Dr. Ibrahim noted that the study builds on the momentum generated during the December 2025 Nairobi consultation, which brought together AU institutions, Member States, Regional Economic Communities (RECs), and partners to co-design a continental foresight system aligned with CAADP. The consultation validated a roadmap for integrating foresight into policymaking, investment planning, and anticipatory governance processes within Agenda 2063 and CAADP implementation frameworks.

He stressed that Africa’s food systems challenges can no longer be addressed through reactive crisis management, fragmented interventions, and short political cycles.

According to Dr. Ibrahim, feeding Africa’s growing population under conditions of climate uncertainty, ecological stress, market volatility, demographic expansion, and geopolitical disruptions will require institutions capable of anticipating disruption, governing complexity, detecting risks early, and supporting coordinated action before crises escalate.

The intervention aligned closely with the broader African Union position articulated by H.E. Moses Vilakati on the importance of institutionalising foresight and anticipatory governance as foundational pillars for food systems transformation, resilience building, and CAADP domestication.

He also highlighted FARA’s broader work with Sub-Regional Research Organisations (SROs) through the Africa Foresight Academy (AFA) to strengthen African capacities in foresight, strategic intelligence, and evidence-based policymaking. Through this growing continental foresight ecosystem, activities have engaged stakeholders across more than 45 countries, supported over 200 institutions, and strengthened the capacities of more than 2,000 professionals in foresight tools and systems approaches.
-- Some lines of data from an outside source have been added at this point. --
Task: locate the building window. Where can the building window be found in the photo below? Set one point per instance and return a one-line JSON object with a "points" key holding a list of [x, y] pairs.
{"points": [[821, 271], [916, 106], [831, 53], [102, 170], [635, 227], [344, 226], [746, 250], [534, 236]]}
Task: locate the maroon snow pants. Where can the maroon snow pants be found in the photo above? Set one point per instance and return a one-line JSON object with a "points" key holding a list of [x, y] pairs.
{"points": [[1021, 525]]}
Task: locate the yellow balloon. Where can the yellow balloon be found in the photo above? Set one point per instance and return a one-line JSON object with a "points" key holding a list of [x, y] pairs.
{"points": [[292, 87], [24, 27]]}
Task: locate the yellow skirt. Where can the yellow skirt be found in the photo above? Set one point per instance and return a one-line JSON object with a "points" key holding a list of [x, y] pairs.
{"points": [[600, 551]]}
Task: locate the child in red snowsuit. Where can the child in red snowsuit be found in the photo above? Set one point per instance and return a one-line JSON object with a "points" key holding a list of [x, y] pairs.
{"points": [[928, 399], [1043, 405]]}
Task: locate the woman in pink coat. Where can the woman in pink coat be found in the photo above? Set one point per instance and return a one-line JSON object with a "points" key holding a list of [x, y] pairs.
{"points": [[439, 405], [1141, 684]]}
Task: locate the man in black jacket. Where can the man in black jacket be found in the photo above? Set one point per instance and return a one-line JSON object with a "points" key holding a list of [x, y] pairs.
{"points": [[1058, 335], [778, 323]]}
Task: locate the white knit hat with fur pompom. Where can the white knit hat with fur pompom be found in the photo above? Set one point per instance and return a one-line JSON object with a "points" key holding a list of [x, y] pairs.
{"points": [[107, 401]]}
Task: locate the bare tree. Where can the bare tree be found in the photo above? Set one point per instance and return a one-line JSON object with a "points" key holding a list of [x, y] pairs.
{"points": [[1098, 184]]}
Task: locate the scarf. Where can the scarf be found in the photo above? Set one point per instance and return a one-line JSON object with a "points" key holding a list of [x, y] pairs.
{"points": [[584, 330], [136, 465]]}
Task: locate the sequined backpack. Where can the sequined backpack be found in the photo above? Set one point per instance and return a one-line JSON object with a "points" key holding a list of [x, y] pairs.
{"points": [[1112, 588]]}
The organisation further referenced the continental guide on quality foresight for food systems transformation, developed to support rigorous, participatory, policy-relevant, and actionable foresight processes capable of moving institutions beyond one-off studies toward sustained foresight systems embedded within governance and planning processes.

Dr Ibrahim further emphasised that while Africa has generated significant innovation in agriculture and food systems, including climate-smart technologies, resilient seed systems, biotechnology applications, digital advisory platforms, and sustainable land management practices, major constraints remain in scaling innovation due to weak financing systems, fragmented partnerships, weak science-policy interfaces, and limited institutional coordination.

He also highlighted the growing importance of integrated data systems, AI-enabled agricultural analytics, geospatial intelligence, climate-risk modelling, early warning systems, and digital extension services in strengthening evidence-based policymaking and improving resilience to future food systems shocks.

He reiterated FARA’s consistent call for stronger coordination among governments, research institutions, regional bodies, private-sector actors, development partners, and non-state actors to build integrated transformation ecosystems capable of delivering sustainable and scalable transformation of agrifood systems across Africa.

He concluded by emphasising FARA’s position that the future of African food systems will depend not only on technological advancement but also on the ability to combine innovation with inclusion, local intelligence, indigenous knowledge systems, and institutional resilience.